One of my investors once told me that the most disappointing thing about
dealing with entrepreneurs (mainly coders) is that most will take a shotgun
approach to business and believe in quantity over quality. We spit out so many
products in hopes that 1 hits it's mark without checking patents, trademarks,
or at least filing articles of inc.

------
friedland
The real issue is not the similar domain name but if your use dilutes the
value of their name. If a person thinks you are associated with Instagram and
especially if you are in the same type of business. As an example Ritz Hotels
does not dilute the value of Ritz Crackers.
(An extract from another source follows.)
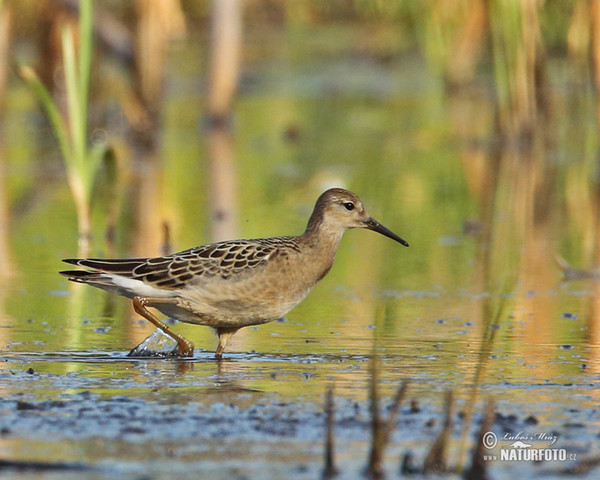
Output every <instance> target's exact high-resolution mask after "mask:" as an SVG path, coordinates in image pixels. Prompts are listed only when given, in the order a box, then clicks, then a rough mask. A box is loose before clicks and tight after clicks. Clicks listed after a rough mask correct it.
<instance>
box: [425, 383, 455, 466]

They are clearly in distinct
different businesses and one does not dilute the value of the other.

------
thesmileyone
The problem is, you recently bought it. If you owned it before hand then you
would have a case, but because it is trademarked, you don't. I would ask them
if they want to buy it and if they don't just give it to them as a gesture of
free will.

------
ashraful
The only option you have is to surrender the domain. If you ask them to
compensate you for the cost of buying the domain (which should be something
less than $100 I'm assuming), they'll probably do so.

------
devb0x
I would not have bought that domain name. Instagram is a made up word and any
assocation - whether there is or not - by use of your domain name could be
misconstrued.

------
ibudiallo
I would assume you are going to use the domain for a service similar to
instagram . I'm sure you knew this was coming the moment you where buying it.

------
friedland
The